In the letter, Reid compared the situation facing Boehner and the House GOP to his own decisions over continuing funding for the Iraq War after Democrats reclaimed control of the chamber in 2006. At the time, Democratic leaders were under intense pressure from liberals to defund the war to force its end.
"In those days, when President Bush was Commander in Chief, I could have taken the steps that you are taking now to block Government funding in order to gain leverage to end the war," Reid wrote. "I faced a lot of pressure from my own base to take that action. But I did not do that. I felt that it would have been devastating to America."
Boehner quickly rejected the offer, however. His spokesman Michael Steel released a statement, saying, "Offering to negotiate only after Democrats get everything they want is not much of an offer. Today, the House will continue to pass bills that reflect the American people’s priorities. The Senate passed the troop funding bill this weekend — will they now say ‘no’ to funding for veterans, our National Parks and the National Institutes of Health?”
In either case, there's no guarantee Reid could follow through on naming conferees, however. Motions to go to conference are debatable on the Senate floor (which means they are subject to filibuster).
Senate Democrats tried 18 times to get to a conference on a House-Senate budget resolution, but Budget Chairwoman Patty Murray, D-Wash., and others faced persistent GOP objections over concerns that such a conference could create a glide path for raising the debt limit.
UPDATE: Boehner spokesman Michael Steel released the following statement in response to the Reid letter: “The entire government is shut down right now because Washington Democrats refuse to even talk about fairness for all Americans under ObamaCare.
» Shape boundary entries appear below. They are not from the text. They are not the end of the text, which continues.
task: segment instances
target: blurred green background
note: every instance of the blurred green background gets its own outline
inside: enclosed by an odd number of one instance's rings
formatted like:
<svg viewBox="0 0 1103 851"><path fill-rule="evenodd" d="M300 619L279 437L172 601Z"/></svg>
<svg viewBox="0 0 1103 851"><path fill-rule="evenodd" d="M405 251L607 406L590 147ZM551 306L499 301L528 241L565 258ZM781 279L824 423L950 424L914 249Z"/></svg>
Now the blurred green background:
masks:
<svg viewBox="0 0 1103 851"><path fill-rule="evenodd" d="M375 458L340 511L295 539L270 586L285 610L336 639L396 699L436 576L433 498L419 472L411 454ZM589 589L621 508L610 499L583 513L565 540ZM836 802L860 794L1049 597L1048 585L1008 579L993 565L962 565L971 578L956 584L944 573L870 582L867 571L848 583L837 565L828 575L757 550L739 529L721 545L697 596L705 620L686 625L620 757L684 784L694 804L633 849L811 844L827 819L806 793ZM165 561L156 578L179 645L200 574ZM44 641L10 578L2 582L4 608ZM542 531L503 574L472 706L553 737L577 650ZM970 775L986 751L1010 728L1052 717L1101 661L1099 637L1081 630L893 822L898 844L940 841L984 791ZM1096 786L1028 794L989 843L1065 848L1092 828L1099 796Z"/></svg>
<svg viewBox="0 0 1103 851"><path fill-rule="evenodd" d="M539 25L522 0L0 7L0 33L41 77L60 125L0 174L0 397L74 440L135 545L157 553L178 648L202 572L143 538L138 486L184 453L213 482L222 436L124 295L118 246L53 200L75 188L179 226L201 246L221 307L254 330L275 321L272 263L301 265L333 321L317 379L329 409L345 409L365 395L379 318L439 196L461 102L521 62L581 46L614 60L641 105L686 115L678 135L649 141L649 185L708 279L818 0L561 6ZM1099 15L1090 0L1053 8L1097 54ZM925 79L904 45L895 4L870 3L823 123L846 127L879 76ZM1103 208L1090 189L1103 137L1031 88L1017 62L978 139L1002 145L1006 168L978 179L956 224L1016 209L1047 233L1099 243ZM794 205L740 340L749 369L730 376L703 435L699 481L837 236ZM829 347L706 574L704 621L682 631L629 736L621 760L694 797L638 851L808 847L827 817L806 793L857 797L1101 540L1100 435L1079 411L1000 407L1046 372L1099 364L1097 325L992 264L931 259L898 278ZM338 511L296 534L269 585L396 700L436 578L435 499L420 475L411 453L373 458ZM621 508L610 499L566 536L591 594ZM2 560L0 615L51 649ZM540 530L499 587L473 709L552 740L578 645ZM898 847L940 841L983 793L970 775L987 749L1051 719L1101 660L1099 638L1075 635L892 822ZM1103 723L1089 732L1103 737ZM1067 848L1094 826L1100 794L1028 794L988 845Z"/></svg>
Offering to negotiate only after Democrats get everything they want is not much of an offer. Today, the House will continue to pass bills that reflect the American people’s priorities. The Senate passed the troop funding bill this weekend -- will they now say ‘no’ to funding for veterans, our National Parks and the National Institutes of Health?”
Meanwhile, WGDB asked three of the four Senate Democratic leaders why their preference is to move to a budget conference at this point, as apposed to an appropriations one. Reid, Sen. Richard J. Durbin, D-Ill., and Sen. Charles E. Schumer, D-N.Y., all seemed to think that the focus should be on the oft-rejected budget conference so that negotiators could set a top-line spending number. But given that the government already is shut down, that the pending clean CR is only for six weeks and the Democratic hope is that a longer-term omnibus can clear Congress before Christmas, it seems like fighting futilely for weeks over spending levels the two sides might never agree on would not be the most effective use of time, even if Senate Democrats could move to appoint conferees without being blocked.
"That's where the budget conference takes you, you agree to a top line figure... then the Appropriations subcommittees can do their work," Durbin said. "[A budget conference] is broader. First, an appropriations committee can't really go to conference because we don't really have a bottom line. We mark to a different number than the House. So the budget committee would work out that number. That's the starting point."
Meredith Shiner contributed in updating this report.